Let user in AD set date/time by hand

sm flag
kankamuso

Under a 2012 AD, as usual, users cannot set date/time on their computers as this is managed by organization. For specific purposes, we need to let one of the users set date to past but options are greyed out. Through GPO we have granted permission to change date/time and timezone to that user. Policies are updated and seem correct as rsop.msc for that user shows that directive is correctly enabled... But no luck,still greyed-out option to change time by hand.

Is there any directive I am missing to allow this?

EDIT: Managed to set time through classical control panel but it reverts back to NTP after a moment.

187
1 + 0
Score:2
vidarlo avatar Server
ar flag
vidarlo

For specific purposes, we need to let one of the users set date to past but options are greyed out.

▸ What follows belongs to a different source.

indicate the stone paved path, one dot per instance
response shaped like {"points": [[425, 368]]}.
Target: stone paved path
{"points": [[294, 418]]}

No, you don't need to do this is on an AD joined computer.

AD (Kerberos) relies on the time being synchronized to within a few minutes. If not, things like login, file shares, TLS and a slew of other functions that needs time will stop working.

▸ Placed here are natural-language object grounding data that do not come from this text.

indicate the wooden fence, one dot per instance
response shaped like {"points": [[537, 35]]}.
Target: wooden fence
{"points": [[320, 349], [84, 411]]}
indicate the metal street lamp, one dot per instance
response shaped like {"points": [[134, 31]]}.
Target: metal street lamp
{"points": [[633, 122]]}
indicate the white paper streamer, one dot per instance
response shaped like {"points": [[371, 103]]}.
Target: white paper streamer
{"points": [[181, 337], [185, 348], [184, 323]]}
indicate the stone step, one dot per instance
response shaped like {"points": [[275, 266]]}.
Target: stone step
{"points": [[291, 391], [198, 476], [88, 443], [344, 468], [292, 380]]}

You should look into a different solution - perhaps a virtual machine that is not AD joined, or even a separate computer - but you should not ever set time on AD joined computers manually.

The impracticality of it aside: I would attempt to change the workflow to not require setting time. Such requirements typically stems from X-Y problems.

+ 2
sm flag
kankamuso
I know, I know. In fact I had increased kerberos time from 5 to 99999 minutes. But your proposed virtual machine solution seems right to me. Thanks a lot!
0
Reply
vidarlo avatar
ar flag
vidarlo
You should probably not increase the kerberos time. There's a reason time is part of the authentication protocol. By removing it you're undermining the security of the protocol.
0
Reply
ธงชาติไทย
Elon Musk
I sit in a Tesla and translated this thread with Ai:

mangohost

Post an answer

Most people don’t grasp that asking a lot of questions unlocks learning and improves interpersonal bonding. In Alison’s studies, for example, though people could accurately recall how many questions had been asked in their conversations, they didn’t intuit the link between questions and liking. Across four studies, in which participants were engaged in conversations themselves or read transcripts of others’ conversations, people tended not to realize that question asking would influence—or had influenced—the level of amity between the conversationalists.